1. Assume X is a continuous random variable.

2. The expected value is defined as:
   $E(X) = \int_{-\infty}^{\infty} xf(x)dx = \int_{0}^{\infty} xf(x)dx \, (x \geq 0).$

3. The inequality is similarly derived:
   $P(X \geq a) \leq \frac{E(X)}{a}.$

Examples of Markov’s Inequality

Example 1

• Let $X \sim B(n, p)$.

• Apply Markov's inequality to find an upper bound on $P(X \geq \alpha n)$, where p < \alpha < 1 .

• Solution:

  • $E(X) = np$.

  • $P(X \geq \alpha n) \leq \frac{np}{\alpha n} = \frac{p}{\alpha}.$

  • With $p = \frac{1}{2}$ and $\alpha = \frac{3}{4}$, it follows that
    $P(X \geq \frac{3n}{4}) \leq \frac{2}{3}.$

Example 2

• Let $X \sim E(\lambda)$.

• Determine an upper bound for $P(X \geq a)$, where a > 0 :

  • The p.d.f. of $X$ is given by:
    $f(x) = \lambda e^{-\lambda x} \text{ for } x \geq 0$.

  • $E(X) = \frac{1}{\lambda}$.

  • Thus, using Markov's inequality:
    $P(X \geq a) \leq \frac{1/\lambda}{a} = \frac{1}{\lambda a}.$

• The actual value is given by:
  $P(X \geq a) = \int_{a}^{\infty} \lambda e^{-\lambda x}dx = e^{-\lambda a}.$

Chebyshev’s Inequality

Definition

• Chebyshev’s Inequality:

  • If X is a random variable with

  • Mean $E(X) = \mu$ and

  • Variance $Var(X) = \sigma^2$,

  • Then:
    $P(|X − \mu| \geq a) \leq \frac{\sigma^2}{a^2}$,

  • or:
    P(|X − \mu| < a) \geq 1 - \frac{\sigma^2}{a^2} for any a > 0 .

Explanation

• Chebyshev’s Inequality states that the probability of the difference between X and $E(X)$ is limited by the variance of X.

Alternative Forms

• If we let $a = kσ$ where k > 0 then:

  • $P(|X − \mu| \geq kσ) \leq \frac{1}{k^2}.$

  • Conversely:
    P(|X − \mu| < kσ) \geq 1 - \frac{1}{k^2}.

Example 3

1. Show by Chebyshev’s inequality that for 2000 throws of a coin, the probability that the number of heads lies between 900 and 1100 is at least $\frac{19}{20}$:

   • Let X denote the number of heads in 2000 throws of a coin:

   • $E(X) = 2000 \times \frac{1}{2} = 1000$,

   • $Var(X) = 2000 \times \frac{1}{2} \times \frac{1}{2} = 500$.

   • Therefore,
     P(900 < X < 1100) = P(-100 < X − 1000 < 100) = 1 - P(|X − 1000| \geq 100).

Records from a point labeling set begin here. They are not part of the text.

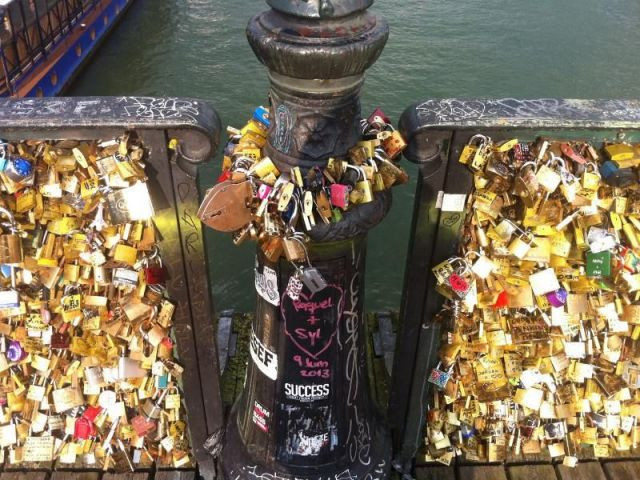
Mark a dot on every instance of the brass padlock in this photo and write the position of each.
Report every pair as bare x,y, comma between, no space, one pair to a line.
526,184
10,243
520,246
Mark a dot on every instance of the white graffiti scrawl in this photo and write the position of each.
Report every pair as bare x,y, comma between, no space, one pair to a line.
160,108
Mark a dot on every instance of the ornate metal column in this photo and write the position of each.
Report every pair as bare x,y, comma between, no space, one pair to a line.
306,410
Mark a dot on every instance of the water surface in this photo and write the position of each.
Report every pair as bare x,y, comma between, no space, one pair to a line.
437,48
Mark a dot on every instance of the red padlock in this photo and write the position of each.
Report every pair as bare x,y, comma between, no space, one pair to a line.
84,429
340,195
142,426
156,275
224,176
91,413
459,284
502,301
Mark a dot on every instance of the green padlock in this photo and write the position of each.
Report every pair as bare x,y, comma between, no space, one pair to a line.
599,264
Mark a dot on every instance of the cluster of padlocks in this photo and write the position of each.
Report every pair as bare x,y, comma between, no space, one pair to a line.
253,199
540,347
87,370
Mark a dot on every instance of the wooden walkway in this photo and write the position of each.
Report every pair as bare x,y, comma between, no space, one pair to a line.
591,470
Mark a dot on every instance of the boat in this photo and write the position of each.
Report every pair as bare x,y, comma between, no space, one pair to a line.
45,43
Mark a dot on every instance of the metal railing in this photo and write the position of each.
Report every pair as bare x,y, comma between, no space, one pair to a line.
437,131
156,120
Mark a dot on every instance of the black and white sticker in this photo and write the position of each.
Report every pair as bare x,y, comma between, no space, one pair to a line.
267,285
265,359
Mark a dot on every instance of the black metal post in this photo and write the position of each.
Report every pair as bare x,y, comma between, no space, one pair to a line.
306,412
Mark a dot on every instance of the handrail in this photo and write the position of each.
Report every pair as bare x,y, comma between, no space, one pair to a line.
174,189
550,113
436,131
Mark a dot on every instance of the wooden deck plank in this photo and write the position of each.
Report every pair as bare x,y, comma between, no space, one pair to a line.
23,476
531,472
126,476
482,472
584,470
175,475
62,475
622,470
439,472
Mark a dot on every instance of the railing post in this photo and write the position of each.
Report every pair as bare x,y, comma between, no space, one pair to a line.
305,412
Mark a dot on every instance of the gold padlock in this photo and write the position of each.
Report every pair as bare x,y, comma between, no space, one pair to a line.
10,243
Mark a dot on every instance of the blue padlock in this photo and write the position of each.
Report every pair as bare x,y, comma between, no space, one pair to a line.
18,169
261,115
5,270
615,176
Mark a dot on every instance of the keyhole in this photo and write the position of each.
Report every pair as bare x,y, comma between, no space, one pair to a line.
326,8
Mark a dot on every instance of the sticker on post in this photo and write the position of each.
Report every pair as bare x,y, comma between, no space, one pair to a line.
265,359
267,285
451,202
261,417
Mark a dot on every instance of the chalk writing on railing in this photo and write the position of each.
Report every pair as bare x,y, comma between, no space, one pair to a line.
455,110
160,108
359,433
252,472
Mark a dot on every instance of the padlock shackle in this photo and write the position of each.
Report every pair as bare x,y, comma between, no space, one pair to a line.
12,221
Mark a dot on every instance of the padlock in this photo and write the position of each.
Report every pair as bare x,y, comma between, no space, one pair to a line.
619,152
294,249
615,176
261,114
378,120
520,246
526,184
294,287
340,195
263,168
591,177
475,152
155,272
394,145
364,186
439,377
313,280
10,243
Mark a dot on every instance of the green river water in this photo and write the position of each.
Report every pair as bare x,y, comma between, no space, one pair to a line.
437,48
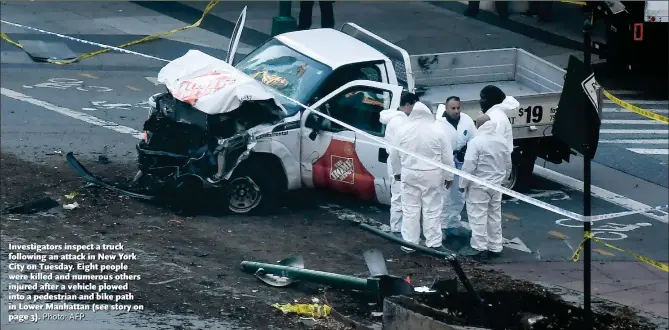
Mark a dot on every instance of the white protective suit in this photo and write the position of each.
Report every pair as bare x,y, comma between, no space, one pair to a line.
422,182
498,114
488,157
454,200
393,119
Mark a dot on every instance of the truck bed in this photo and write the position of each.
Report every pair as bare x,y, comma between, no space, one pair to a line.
470,92
535,83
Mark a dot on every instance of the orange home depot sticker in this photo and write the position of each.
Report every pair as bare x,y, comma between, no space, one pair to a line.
341,170
190,90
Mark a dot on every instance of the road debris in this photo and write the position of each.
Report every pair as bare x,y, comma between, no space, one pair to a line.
310,310
38,205
71,206
72,195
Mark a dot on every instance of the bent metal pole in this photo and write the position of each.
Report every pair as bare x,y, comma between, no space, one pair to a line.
450,257
314,276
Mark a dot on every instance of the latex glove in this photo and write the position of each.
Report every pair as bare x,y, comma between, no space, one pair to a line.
456,161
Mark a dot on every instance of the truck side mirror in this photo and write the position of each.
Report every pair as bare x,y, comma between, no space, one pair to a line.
316,126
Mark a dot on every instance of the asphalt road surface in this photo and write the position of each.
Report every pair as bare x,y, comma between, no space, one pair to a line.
97,107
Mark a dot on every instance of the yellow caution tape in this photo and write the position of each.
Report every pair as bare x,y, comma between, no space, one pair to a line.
588,235
145,39
635,109
309,310
578,3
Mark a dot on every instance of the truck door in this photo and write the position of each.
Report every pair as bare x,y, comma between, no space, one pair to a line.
336,158
234,38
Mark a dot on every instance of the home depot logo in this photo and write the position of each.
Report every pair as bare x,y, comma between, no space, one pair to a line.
191,90
342,169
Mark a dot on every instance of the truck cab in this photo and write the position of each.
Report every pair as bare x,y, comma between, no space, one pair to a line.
352,75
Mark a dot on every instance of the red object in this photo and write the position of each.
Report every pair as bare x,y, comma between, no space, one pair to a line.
341,170
638,31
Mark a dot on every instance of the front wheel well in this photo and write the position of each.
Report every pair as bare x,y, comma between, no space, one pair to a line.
268,163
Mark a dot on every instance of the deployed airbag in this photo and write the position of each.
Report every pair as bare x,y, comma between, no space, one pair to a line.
211,85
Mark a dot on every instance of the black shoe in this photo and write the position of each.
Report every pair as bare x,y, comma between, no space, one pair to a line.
494,254
214,179
456,232
469,252
407,250
471,13
440,248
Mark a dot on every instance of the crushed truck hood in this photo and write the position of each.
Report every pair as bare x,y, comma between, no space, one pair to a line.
211,85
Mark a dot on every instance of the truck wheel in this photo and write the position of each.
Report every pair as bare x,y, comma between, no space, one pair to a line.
252,190
521,172
244,194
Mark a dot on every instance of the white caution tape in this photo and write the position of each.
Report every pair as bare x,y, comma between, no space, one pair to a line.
85,41
385,144
549,207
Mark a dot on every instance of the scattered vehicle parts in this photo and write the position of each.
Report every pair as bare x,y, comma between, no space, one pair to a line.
281,281
72,195
450,257
83,172
309,310
40,204
71,206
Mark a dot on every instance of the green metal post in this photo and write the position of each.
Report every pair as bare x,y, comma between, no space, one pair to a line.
284,22
314,276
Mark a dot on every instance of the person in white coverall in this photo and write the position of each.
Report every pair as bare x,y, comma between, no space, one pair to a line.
422,182
497,105
394,119
488,157
461,129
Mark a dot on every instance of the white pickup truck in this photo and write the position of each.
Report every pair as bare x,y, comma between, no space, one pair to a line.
352,75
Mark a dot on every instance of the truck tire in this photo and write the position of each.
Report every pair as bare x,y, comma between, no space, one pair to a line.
521,172
254,186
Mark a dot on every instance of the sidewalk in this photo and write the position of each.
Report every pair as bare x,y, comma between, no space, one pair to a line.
441,30
633,284
419,27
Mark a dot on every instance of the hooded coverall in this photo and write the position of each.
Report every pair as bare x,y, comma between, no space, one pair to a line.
422,182
498,115
488,157
454,200
393,119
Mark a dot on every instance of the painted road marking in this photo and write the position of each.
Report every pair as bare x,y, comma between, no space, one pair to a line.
516,244
639,141
153,80
509,216
558,234
598,192
634,131
611,229
604,252
649,151
652,102
71,113
627,111
632,122
546,173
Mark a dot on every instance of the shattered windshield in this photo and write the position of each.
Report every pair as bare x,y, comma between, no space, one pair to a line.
282,68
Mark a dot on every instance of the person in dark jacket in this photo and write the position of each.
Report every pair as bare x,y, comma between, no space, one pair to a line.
306,10
542,9
502,8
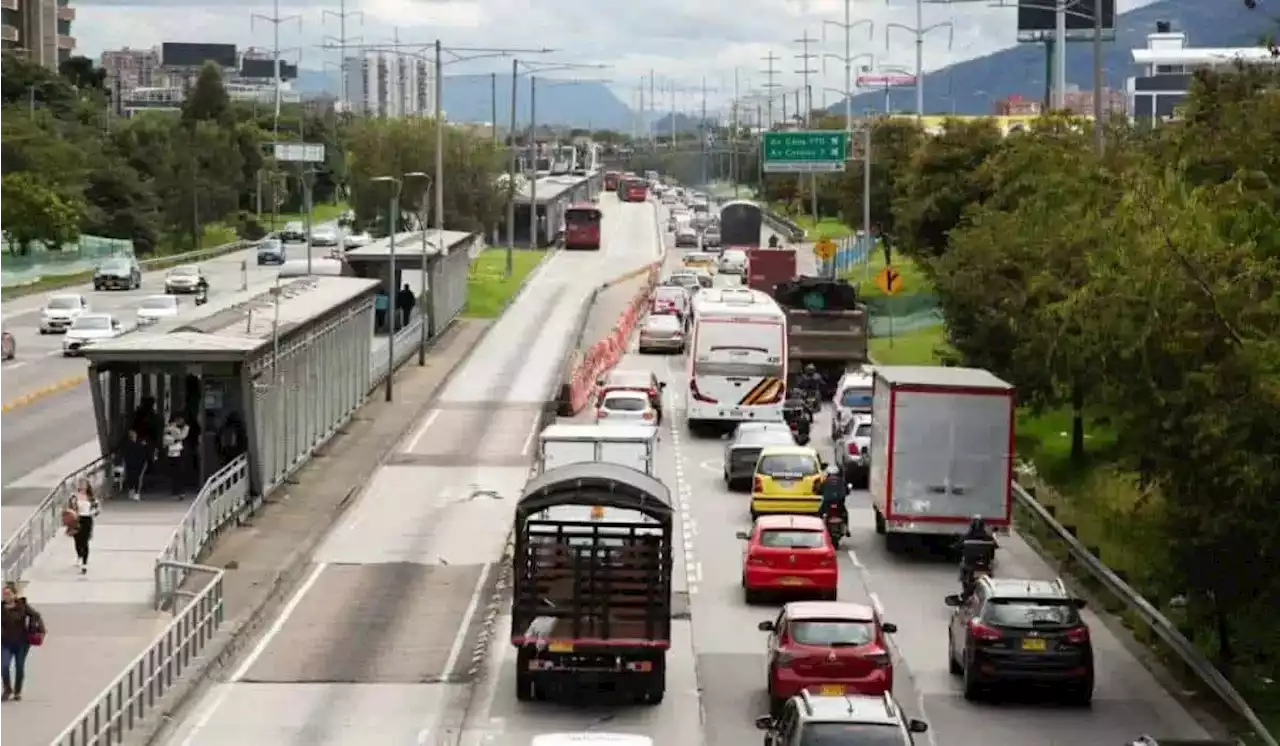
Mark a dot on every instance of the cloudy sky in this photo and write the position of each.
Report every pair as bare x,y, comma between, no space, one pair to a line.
680,41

   • By Chebyshev's inequality:
     $P(|X − 1000| \geq 100) \leq \frac{500}{100^2} = \frac{1}{20}.$

   • Thus,
     P(900 < X < 1100) \geq 1 - \frac{1}{20} = \frac{19}{20}.

Example 4

• For a random variable X with density function: $f(x) = \begin{cases} e^{-x}, &amp; x \geq 0 \ 0, &amp; \text{elsewhere} \end{cases}$.

  • Show that Chebyshev's inequality provides:

  • $P(|X - 1| \geq 2) \leq \frac{1}{4}$, while the actual probability is $e^{-3}$:

1. Calculate the mean:

   • $\mu = E(X) = \int_{0}^{\infty} xe^{-x}dx = 1$.

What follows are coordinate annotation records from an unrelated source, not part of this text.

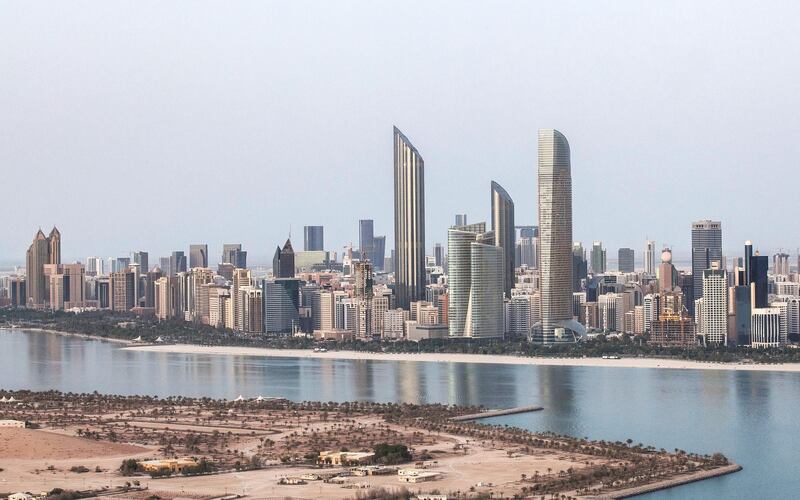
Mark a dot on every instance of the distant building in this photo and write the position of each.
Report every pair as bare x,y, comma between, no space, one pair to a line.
409,221
625,260
313,238
283,261
198,256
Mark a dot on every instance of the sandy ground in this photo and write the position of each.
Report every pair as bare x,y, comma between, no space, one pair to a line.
467,358
26,456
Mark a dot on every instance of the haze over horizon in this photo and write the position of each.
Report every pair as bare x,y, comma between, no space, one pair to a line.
149,126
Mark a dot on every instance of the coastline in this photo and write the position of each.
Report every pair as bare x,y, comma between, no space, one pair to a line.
676,364
71,334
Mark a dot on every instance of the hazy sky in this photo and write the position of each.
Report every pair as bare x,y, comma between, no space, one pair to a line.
153,125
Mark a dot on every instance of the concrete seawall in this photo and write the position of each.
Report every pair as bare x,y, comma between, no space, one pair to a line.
496,413
671,483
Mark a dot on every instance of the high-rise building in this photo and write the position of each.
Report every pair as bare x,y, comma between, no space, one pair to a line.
142,259
504,232
459,278
313,238
714,306
438,254
366,237
44,250
283,261
555,239
409,221
378,252
706,248
625,260
198,256
177,262
650,257
232,253
765,328
597,258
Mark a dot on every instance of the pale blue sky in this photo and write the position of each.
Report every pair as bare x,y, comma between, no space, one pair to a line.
153,125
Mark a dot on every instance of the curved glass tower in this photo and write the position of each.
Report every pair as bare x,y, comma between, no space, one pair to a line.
555,239
504,232
409,221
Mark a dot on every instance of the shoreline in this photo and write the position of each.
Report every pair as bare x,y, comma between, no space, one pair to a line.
676,364
84,336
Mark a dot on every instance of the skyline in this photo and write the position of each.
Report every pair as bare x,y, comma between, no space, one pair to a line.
183,117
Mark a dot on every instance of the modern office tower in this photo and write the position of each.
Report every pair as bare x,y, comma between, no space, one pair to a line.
527,252
232,253
313,238
409,221
142,259
438,254
366,236
765,328
555,238
714,301
650,257
283,261
122,287
148,287
673,327
241,278
504,232
792,315
706,248
94,266
378,252
597,258
667,275
198,256
251,300
780,264
281,304
177,262
580,270
219,301
759,280
363,284
459,278
164,265
742,310
625,260
43,250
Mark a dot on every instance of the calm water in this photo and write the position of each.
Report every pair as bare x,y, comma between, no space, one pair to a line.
751,417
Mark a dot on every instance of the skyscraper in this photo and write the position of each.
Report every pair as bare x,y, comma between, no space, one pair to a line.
232,253
366,236
198,256
504,232
625,260
409,221
143,260
650,257
283,261
177,262
597,258
43,250
706,248
378,252
313,238
555,237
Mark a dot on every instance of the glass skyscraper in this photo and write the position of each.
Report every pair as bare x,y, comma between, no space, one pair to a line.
409,221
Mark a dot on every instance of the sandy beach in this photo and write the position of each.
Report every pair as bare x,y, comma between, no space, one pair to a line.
676,364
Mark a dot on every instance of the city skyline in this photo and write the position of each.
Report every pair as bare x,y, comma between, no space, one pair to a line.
147,129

2. Calculate the second moment:

   • $E(X^2) = \int_{0}^{\infty} x^2 e^{-x}dx = 2$

3. Therefore,

   • $Var(X) = E(X^2) - \mu^2 = 2 - 1 = 1$.

4. Using Chebyshev’s inequality for any a > 0 :

   • $P(|X - \mu| \geq a) \leq \frac{1}{a^2}.$

5. Taking $a = 2$:

   • $P(|X - 1| \geq 2) \leq \frac{1}{4}.$

6. Calculating the actual probability:

   • 
     P(|X - 1| \geq 2) = 1 - P(-1 < X < 3) = 1 - \int_{0}^{3} e^{-x}dx = 1 - (1 - e^{-3}) = e^{-3}.

Additional Concepts

Laws of Large Numbers

Convergence in Probability

• A sequence of random variables $X_1, X_2, ext{…}, X_n$ converges in probability to $\alpha$, if:

  • For every \epsilon > 0 ,
    \lim_{n \to \infty} P(|X_n - \alpha| < \epsilon) = 1

  • OR
    $\lim_{n \to \infty} P(|X_n - \alpha| \geq \epsilon) = 0$.

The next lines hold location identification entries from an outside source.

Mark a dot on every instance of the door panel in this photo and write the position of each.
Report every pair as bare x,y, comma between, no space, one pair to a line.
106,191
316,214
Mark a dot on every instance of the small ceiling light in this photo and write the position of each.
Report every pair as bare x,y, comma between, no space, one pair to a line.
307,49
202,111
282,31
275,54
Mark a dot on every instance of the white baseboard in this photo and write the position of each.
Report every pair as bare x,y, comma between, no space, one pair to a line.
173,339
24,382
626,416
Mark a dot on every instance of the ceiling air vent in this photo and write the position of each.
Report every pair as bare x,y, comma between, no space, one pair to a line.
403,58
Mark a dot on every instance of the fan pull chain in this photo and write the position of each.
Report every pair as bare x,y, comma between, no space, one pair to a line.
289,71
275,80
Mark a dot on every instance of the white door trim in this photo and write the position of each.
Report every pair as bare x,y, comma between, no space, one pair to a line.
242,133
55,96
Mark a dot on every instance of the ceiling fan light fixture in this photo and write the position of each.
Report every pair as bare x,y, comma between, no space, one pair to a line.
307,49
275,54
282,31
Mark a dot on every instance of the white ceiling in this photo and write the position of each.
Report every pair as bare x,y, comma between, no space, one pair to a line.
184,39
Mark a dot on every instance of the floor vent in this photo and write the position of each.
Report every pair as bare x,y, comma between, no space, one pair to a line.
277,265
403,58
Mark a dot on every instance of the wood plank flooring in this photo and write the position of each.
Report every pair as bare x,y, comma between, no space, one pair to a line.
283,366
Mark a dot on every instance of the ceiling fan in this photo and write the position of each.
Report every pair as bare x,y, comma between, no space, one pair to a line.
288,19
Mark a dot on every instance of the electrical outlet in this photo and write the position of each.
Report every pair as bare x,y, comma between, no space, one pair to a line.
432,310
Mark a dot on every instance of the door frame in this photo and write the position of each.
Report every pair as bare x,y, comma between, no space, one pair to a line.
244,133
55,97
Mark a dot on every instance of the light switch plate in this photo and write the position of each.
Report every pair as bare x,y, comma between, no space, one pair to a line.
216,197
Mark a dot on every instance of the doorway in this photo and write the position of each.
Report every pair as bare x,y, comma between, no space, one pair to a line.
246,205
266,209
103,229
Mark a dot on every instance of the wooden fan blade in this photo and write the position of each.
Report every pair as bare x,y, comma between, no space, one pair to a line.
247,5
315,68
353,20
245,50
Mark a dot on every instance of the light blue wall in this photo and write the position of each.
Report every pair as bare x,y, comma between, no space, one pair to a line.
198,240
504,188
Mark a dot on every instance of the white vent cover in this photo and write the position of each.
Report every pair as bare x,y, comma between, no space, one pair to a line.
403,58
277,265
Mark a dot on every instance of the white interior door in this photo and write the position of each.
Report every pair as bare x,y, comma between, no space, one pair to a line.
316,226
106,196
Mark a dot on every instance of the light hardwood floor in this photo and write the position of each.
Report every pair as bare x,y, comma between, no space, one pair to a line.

Weak Law of Large Numbers (WLLN)

• Let $X_1, X_2, …, X_n$ be a sequence of random variables with respective means $\mu_1, \mu_2, …, \mu_n$.

• Let $\bar{X}_n = \frac{X_1 + X_2 + \ldots + X_n}{n}$

  • Then:

  • $P(|\bar{X}_n − \bar{\mu}_n| ≥ \epsilon) \xrightarrow{p} 0$

  • provided:

  • $\lim \frac{B_n}{n^2} \rightarrow 0$, where B_n = Var(X_1 + X_2 + … + X_n) < \infty .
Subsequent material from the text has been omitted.